Uhm su questa mi sa che hai ragione. Cmq il concetto era chiaro, spero  :Wink: 

----------

## assente

parla come mangi  :Smile: 

Se gli Apache (apaci) si chiamano così è giusto pronunciarli tali, riguardo le marche ognugno le pronuncia come vengono GNOME(Ghnom o gnome), colgate o colgheit(dipende dove ti trovi),.. mentre per gli acronimi (non leggibili) e plurali stranieri.. italiano senza dubbio, kde(kappa di e), mit(mit), un computer 2 computer.

Provate a dire a vostra mamma di comprare 2 "mais"(mice)  :Laughing: 

----------

## CarloJekko

Mia madre direbbe semplicemente... quale verdummaio lo vende...

----------

## CarloJekko

Riesumo questo post per dare 1'altra piccola info (che credo molti già sanno) e che sono venuto a conoscenza sbariando un pò su internet, cercando di risolvere un prob con apache2

Il nome pare derivi dal fatto che è nato come una serie di patch di un server preesistente nato dalla NCSA; da qui la  leggenda che il suo nome derivi dalla frase "a patchy server" e quindi apache (apaci)  :Wink: 

----------

## federico

 *redmatrix wrote:*   

> Guarda che in italiano si chiamano apasc in americano si chiamano apaci. Se non mi credi guardati i 2000 films western che sono stati tradotti in italiano 

 

Cavoli io ho sempre detto APASC ...

----------

## SilverXXX

Acnhe io ho sempre detto apasc.....  :Embarassed: 

Ma mi impengerò in un'opera di formazione alla epersone che conosco.

Cmq, cosa dice il documentario (un pò più in dettaglio)?

----------

## Alberto Santini

ahahha non solo dico "apaci", ma mysql lo dico "maisicul", tcl "ticol", tetex "tetec"  :Razz:   :Razz:   :Razz: 

----------

## CarloJekko

si dovrebbe aprire un thread sulle "esatte pronunce" dei vari sw secondo me  :Wink: 

----------

## pava_rulez

 *Alberto Santini wrote:*   

> ahahha non solo dico "apaci", ma mysql lo dico "maisicul", tcl "ticol", tetex "tetec"   

 

Maisicul cos'è, il database preferito dai leghisti? Chiedo scusa per la cagata, ma mi è venuta spontanea...

----------

## SilverXXX

cmq è mai si chiu el  :Very Happy: 

----------

## X-Drum

 *CarloJekko wrote:*   

> [...]
> 
> P.S. la donna presentatrice pronuncia APACHE APASC( come sci)
> 
> ma non si pronuncia APACI ( uh-pach'-ee)?[...]
> ...

 

si infatti, gli americani dicono "apaci"

ma è anche vero che chiamano linux "lainax"

 *pava_rulez wrote:*   

> Maisicul cos'è, il database preferito dai leghisti?
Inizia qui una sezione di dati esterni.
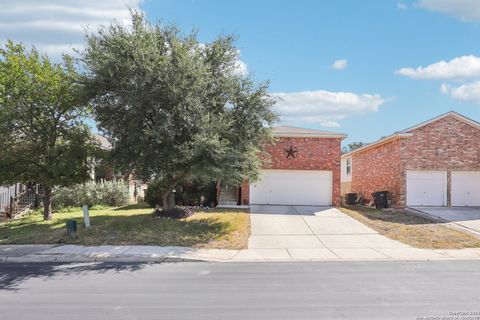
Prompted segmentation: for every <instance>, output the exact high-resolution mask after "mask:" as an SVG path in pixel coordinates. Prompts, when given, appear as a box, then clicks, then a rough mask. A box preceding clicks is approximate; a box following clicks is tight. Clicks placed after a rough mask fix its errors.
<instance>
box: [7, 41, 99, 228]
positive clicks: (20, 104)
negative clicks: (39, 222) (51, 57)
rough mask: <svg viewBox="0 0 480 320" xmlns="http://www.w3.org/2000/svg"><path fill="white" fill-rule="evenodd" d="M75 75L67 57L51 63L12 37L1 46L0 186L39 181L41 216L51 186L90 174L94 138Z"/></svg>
mask: <svg viewBox="0 0 480 320" xmlns="http://www.w3.org/2000/svg"><path fill="white" fill-rule="evenodd" d="M78 80H79V78H78V73H77V71H76V69H75V67H74V64H73V62H72V59H71V58H70V57H68V56H65V57H64V60H63V62H62V63H53V62H51V61H50V60H49V59H48V57H47V56H44V55H40V54H39V52H38V51H37V50H36V49H31V50H29V51H27V50H26V49H25V48H24V47H23V46H22V45H20V44H15V43H13V42H12V41H8V42H7V43H6V45H5V46H4V47H3V48H0V185H6V184H14V183H24V184H30V185H33V184H41V185H42V186H43V188H44V192H45V195H44V218H45V219H49V218H50V215H51V190H52V188H53V187H55V186H68V185H71V184H75V183H78V182H82V181H84V180H86V179H88V177H89V175H88V172H89V162H88V157H89V155H90V154H91V152H92V151H93V150H94V149H95V143H94V140H93V138H92V136H91V134H90V132H89V129H88V127H87V126H86V125H85V124H84V123H83V119H84V117H85V116H86V115H87V111H88V110H87V107H86V103H85V101H86V100H85V95H84V94H83V87H82V85H81V84H80V83H79V81H78Z"/></svg>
Chiedo scusa per la cagata, ma mi è venuta spontanea...

 

looooool questa me la scrivo muahahhahaha

----------

## CarloJekko

Inftatti Linus Torvalds lo disse.. se lo pronunciate alla finlandese è linux in inglese è lainux  :Confused: 

----------

## funkoolow

per tornare IT, si potrebbe avere un link permanente? al momento mi sta scaricando un doc titolato "Upgrade Palmari_Ita.wmv"  :Crying or Very sad: 

----------

## federico

 *funkoolow wrote:*   

> per tornare IT, si potrebbe avere un link permanente? al momento mi sta scaricando un doc titolato "Upgrade Palmari_Ita.wmv" 

 

Non solo al momento, ma gia' da qualche giorno, io ho visto solo quello infatti...

----------